1964: Lynley tests for director George Axelrod for the role of a dead playboy who comes back to inhabit the body of a beautiful blonde in Goodbye Charlie, co-starring Tony Curtis and Pat Boone. Debbie Reynolds is cast instead. The film is panned by the critics, but is a big hit with the public.

November, 1964: It is announced that she and Jeffrey Hunter are to begin filming the Warner Bros. thriller My Blood Runs Cold with Troy Donahue as a psychotic young man. For unreported reasons, they drop out at last second and are replaced by Joey Heatherton and Nicholas Coster.


September 30, 1965: It is reported by Hedda Hopper that after she helps Otto Preminger promote Bunny Lake Is Missing, she goes right into production of End of a Wild, Wild Summer opposite Alain Delon. After that she is scheduled to work for Preminger again in the comedy Genius by Patrick Dennis about an egocentric movie director who terrorizes everyone who works with him. Sounds like the Otto Preminger story. Neither comes to pass for Lynley—too bad, as she and Delon would have made one sexy couple.

1966: Lynley is legendary director John Ford’s first choice to play the innocent, young missionary to China in Seven Women, but MGM pushes contract player Sue Lyon on him. He relents.

1966: According to Vanity Fair’s Tales of Hollywood, she is #9 (after Suzanne Pleshette, but before Elizabeth Ashley) on producer Larry Turman’s wish list to play Mrs. Robinson’s daughter in The Graduate. Katherine Ross is cast and gets an Academy Award nomination.
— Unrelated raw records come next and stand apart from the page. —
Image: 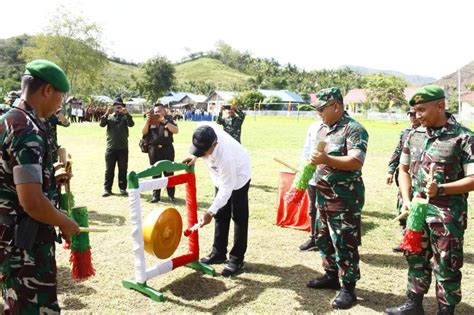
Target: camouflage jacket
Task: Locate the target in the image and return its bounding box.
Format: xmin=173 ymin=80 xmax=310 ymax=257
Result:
xmin=400 ymin=113 xmax=474 ymax=226
xmin=216 ymin=108 xmax=245 ymax=143
xmin=316 ymin=113 xmax=369 ymax=210
xmin=388 ymin=126 xmax=413 ymax=174
xmin=0 ymin=101 xmax=58 ymax=221
xmin=388 ymin=126 xmax=426 ymax=179
xmin=100 ymin=113 xmax=135 ymax=150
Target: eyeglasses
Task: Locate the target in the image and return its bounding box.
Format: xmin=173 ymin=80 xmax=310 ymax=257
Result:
xmin=316 ymin=103 xmax=336 ymax=114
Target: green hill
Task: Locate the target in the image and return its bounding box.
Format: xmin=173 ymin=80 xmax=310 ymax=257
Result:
xmin=176 ymin=57 xmax=252 ymax=87
xmin=435 ymin=61 xmax=474 ymax=89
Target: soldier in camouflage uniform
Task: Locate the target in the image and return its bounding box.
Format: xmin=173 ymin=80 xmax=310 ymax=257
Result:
xmin=385 ymin=85 xmax=474 ymax=314
xmin=0 ymin=60 xmax=79 ymax=314
xmin=216 ymin=105 xmax=245 ymax=143
xmin=307 ymin=87 xmax=369 ymax=309
xmin=387 ymin=107 xmax=425 ymax=253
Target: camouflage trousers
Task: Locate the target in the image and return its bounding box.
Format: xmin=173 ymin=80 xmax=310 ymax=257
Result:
xmin=0 ymin=228 xmax=60 ymax=314
xmin=316 ymin=192 xmax=361 ymax=282
xmin=405 ymin=222 xmax=464 ymax=305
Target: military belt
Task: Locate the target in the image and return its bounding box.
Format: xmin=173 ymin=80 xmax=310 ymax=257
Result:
xmin=0 ymin=215 xmax=16 ymax=225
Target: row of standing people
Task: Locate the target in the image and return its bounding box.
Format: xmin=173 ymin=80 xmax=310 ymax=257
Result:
xmin=0 ymin=60 xmax=250 ymax=314
xmin=294 ymin=85 xmax=474 ymax=315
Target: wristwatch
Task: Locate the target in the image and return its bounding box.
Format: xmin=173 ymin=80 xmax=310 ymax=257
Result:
xmin=436 ymin=185 xmax=444 ymax=196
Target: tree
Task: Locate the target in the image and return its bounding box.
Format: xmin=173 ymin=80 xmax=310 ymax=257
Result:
xmin=137 ymin=56 xmax=175 ymax=102
xmin=365 ymin=73 xmax=408 ymax=111
xmin=22 ymin=8 xmax=107 ymax=94
xmin=0 ymin=35 xmax=30 ymax=96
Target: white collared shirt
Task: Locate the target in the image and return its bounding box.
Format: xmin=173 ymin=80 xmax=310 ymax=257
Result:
xmin=203 ymin=124 xmax=251 ymax=214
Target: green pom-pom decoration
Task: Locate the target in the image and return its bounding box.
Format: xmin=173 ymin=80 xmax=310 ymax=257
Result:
xmin=70 ymin=207 xmax=90 ymax=253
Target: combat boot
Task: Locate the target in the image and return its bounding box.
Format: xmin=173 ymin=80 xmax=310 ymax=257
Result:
xmin=438 ymin=303 xmax=454 ymax=315
xmin=306 ymin=273 xmax=341 ymax=290
xmin=331 ymin=282 xmax=357 ymax=310
xmin=385 ymin=292 xmax=425 ymax=315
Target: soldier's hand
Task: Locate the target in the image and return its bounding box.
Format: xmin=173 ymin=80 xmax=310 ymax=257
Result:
xmin=181 ymin=155 xmax=198 ymax=166
xmin=311 ymin=150 xmax=328 ymax=165
xmin=199 ymin=212 xmax=212 ymax=228
xmin=59 ymin=215 xmax=80 ymax=240
xmin=54 ymin=168 xmax=72 ymax=185
xmin=425 ymin=180 xmax=439 ymax=198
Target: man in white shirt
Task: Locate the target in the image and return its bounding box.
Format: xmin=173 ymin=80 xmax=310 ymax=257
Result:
xmin=183 ymin=125 xmax=250 ymax=277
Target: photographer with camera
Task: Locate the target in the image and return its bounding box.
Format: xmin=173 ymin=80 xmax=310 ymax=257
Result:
xmin=216 ymin=105 xmax=245 ymax=143
xmin=142 ymin=103 xmax=178 ymax=203
xmin=100 ymin=97 xmax=135 ymax=197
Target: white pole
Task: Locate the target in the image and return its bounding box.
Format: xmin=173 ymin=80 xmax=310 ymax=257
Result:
xmin=458 ymin=69 xmax=462 ymax=122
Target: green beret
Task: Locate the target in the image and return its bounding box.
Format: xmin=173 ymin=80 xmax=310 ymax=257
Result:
xmin=313 ymin=87 xmax=343 ymax=109
xmin=409 ymin=85 xmax=445 ymax=106
xmin=25 ymin=59 xmax=69 ymax=93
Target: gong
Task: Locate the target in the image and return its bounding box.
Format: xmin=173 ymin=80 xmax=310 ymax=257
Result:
xmin=143 ymin=208 xmax=183 ymax=259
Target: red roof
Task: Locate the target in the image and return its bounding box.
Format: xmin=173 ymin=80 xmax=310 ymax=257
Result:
xmin=344 ymin=87 xmax=418 ymax=103
xmin=344 ymin=89 xmax=367 ymax=104
xmin=461 ymin=92 xmax=474 ymax=102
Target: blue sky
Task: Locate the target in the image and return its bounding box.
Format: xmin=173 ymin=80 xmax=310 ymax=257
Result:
xmin=0 ymin=0 xmax=474 ymax=78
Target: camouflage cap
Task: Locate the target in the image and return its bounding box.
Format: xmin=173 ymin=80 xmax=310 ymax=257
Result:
xmin=311 ymin=87 xmax=343 ymax=109
xmin=409 ymin=85 xmax=445 ymax=106
xmin=25 ymin=59 xmax=69 ymax=93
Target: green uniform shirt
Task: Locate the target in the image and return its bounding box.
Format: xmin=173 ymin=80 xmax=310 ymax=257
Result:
xmin=0 ymin=101 xmax=57 ymax=220
xmin=100 ymin=114 xmax=135 ymax=151
xmin=316 ymin=113 xmax=369 ymax=211
xmin=216 ymin=108 xmax=245 ymax=143
xmin=400 ymin=113 xmax=474 ymax=226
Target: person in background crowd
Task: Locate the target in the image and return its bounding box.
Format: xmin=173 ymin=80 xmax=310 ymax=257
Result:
xmin=216 ymin=105 xmax=245 ymax=143
xmin=100 ymin=97 xmax=135 ymax=197
xmin=142 ymin=103 xmax=179 ymax=203
xmin=387 ymin=107 xmax=425 ymax=253
xmin=385 ymin=85 xmax=474 ymax=315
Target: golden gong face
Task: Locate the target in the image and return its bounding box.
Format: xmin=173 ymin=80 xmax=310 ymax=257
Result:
xmin=143 ymin=208 xmax=183 ymax=259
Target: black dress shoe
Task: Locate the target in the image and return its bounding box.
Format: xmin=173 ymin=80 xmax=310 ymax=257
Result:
xmin=222 ymin=261 xmax=244 ymax=277
xmin=199 ymin=254 xmax=227 ymax=265
xmin=150 ymin=196 xmax=160 ymax=203
xmin=306 ymin=274 xmax=341 ymax=290
xmin=299 ymin=238 xmax=318 ymax=252
xmin=331 ymin=288 xmax=357 ymax=310
xmin=102 ymin=190 xmax=112 ymax=197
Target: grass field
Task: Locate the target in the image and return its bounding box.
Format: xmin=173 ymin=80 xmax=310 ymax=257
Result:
xmin=53 ymin=116 xmax=474 ymax=314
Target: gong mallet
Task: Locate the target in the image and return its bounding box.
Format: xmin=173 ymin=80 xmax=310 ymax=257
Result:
xmin=79 ymin=227 xmax=109 ymax=233
xmin=183 ymin=222 xmax=201 ymax=237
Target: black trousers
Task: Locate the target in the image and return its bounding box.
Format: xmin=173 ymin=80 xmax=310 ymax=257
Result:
xmin=308 ymin=185 xmax=318 ymax=239
xmin=148 ymin=144 xmax=175 ymax=198
xmin=104 ymin=149 xmax=128 ymax=191
xmin=212 ymin=180 xmax=250 ymax=263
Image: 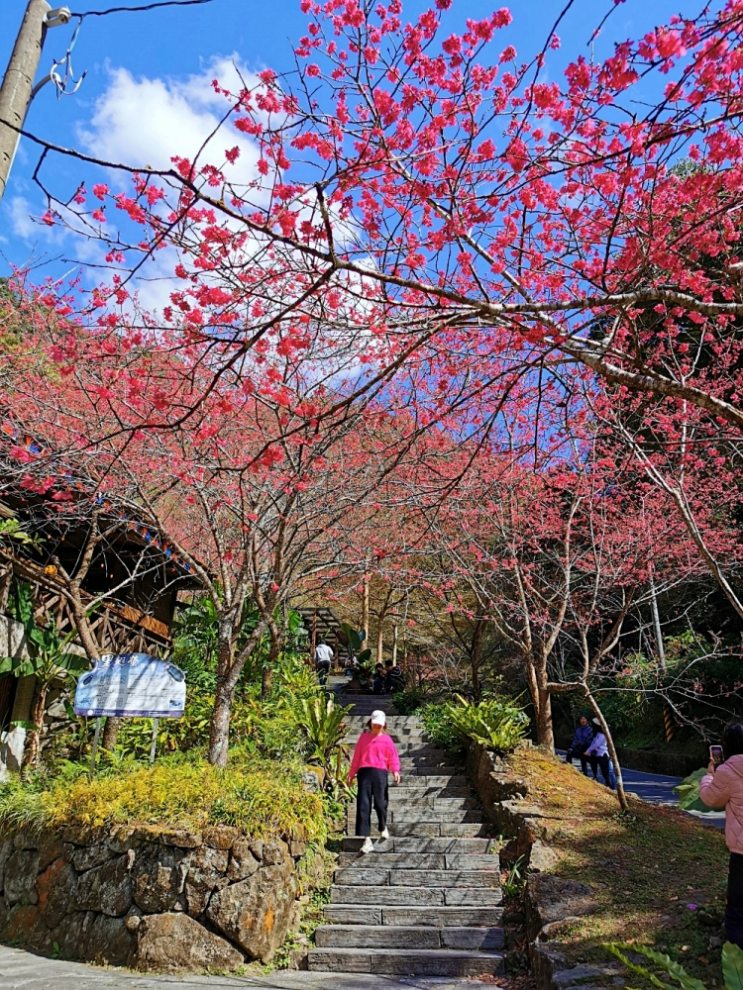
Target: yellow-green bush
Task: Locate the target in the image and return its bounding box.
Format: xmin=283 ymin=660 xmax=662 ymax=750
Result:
xmin=0 ymin=759 xmax=327 ymax=841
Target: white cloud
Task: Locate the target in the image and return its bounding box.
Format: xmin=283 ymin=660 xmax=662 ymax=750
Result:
xmin=8 ymin=196 xmax=39 ymax=241
xmin=79 ymin=56 xmax=259 ymax=185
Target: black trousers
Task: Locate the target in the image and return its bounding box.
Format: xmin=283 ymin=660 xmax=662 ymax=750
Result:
xmin=565 ymin=749 xmax=596 ymax=777
xmin=725 ymin=853 xmax=743 ymax=949
xmin=356 ymin=767 xmax=389 ymax=835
July 8, 1966: Alex Freeman reports that she is wanted for the role of the nineteen-year-old babysitter opposite Burt Lancaster as The Swimmer, but is deemed, at age twenty-four, too old for the part. Newcomer Janet Landgard gets the role.

July 22, 1966: Mike Connolly writes that she signed a contract to star opposite James Mason as a drunken barrister in producer Anatole de Grunwald’s Stranger in the House. She was to play his teenage daughter who begs his help in defending her boyfriend, falsely accused of murder. The movie is made as Cop-Out with Geraldine Chaplin in the role meant for Lynley.

September 13, 1966: Director/writer Noel Coward announces that Carol Lynley will be his Pretty Polly for Universal Pictures. They worked previously on Bunny Lake Is Missing and became fast friends. The film, based on his short story “Pretty Polly Barlow,” is about a shy, young girl who accompanies her wealthy spinster aunt to Singapore. When the older woman unexpectedly dies, Polly is free to grow from a girl to woman when she falls for a local boy. Coward was replaced by director Guy Green and his script tossed, though he did get a story credit. With Coward out so was Lynley, and Hayley Mills got the part in the re-titled movie, A Matter of Innocence.

1967: Warren Beatty seriously considers her for the role of Bonnie opposite him in Bonnie and Clyde after he sees photos of her from Harlow and likes her Thirties-era look. But that is as far as it goes. Per Carol, “For the record, I never met with Warren Beatty to discuss Bonnie and Clyde, nor did I ever see the script.” 

May 12, 1967: Director Victorio de Sica reveals that Carol Lynley would be seen “parading semi-nude downRome’s Via Veneto” in Carlo Ponti’s new film. Unfortunately, it never came to pass, but what a stunning sight it would have been.

1969: Producer Tony Tigon offers Lynley the opportunity to star opposite Frankie Avalon as partying college kids in his British thriller, The Haunted House of Horror. Her rejection surprises Tigon, who touts working with the fading pop singer like he was Paul Newman or something. Fresh off her successful run on Broadway in Cabaret, Jill Haworth takes the bait, I mean part.

1970: Carol admits to turning down the role of Jack Nicholson’s sister-in-law in Five Easy Pieces (Susan Anspach steps in), yet she does Weekend of Terror and Beware! The Blob around the same time. Huh? She explains, “I really wanted to play the waitress role, but it was already cast with Karen Black. Since the producers were only paying scale, I passed on the other role—big mistake!” You, think? The movie received almost unanimous critical acclaim and earned a number of Academy Award nominations, including Best Motion Picture.

December 17, 1972: Lynley reveals in the Chicago Tribune that the producers of Play It As It Lays sent her the script, but she did not pursue the part (Tuesday Weld played the neurotic actress) because she needed a commercial success. Soon after, she landed The Poseidon Adventure. It became more of a hit that she probably could have ever imagined. She also says she is being considered for the female leads in the western The Man Who Loves Cat Dancing opposite Burt Reynolds and The Great Gatsby. She loses out to Sarah Miles and Mia Farrow, respectively.

1974: Lynley reveals in a few interviews that she will be reprising her role of Nonnie in the official sequel to The Poseidon Adventure. Producer Irwin Allen has promised her 3 costume changes as the survivors trek via train to a hearing about the ship’s sinking and crash under a mountain range with terrorists on board. This never came to fruition. Instead, Allen gave us one of the worst sequels of all-time, Beyond the Poseidon Adventure in 1979—piece of crap.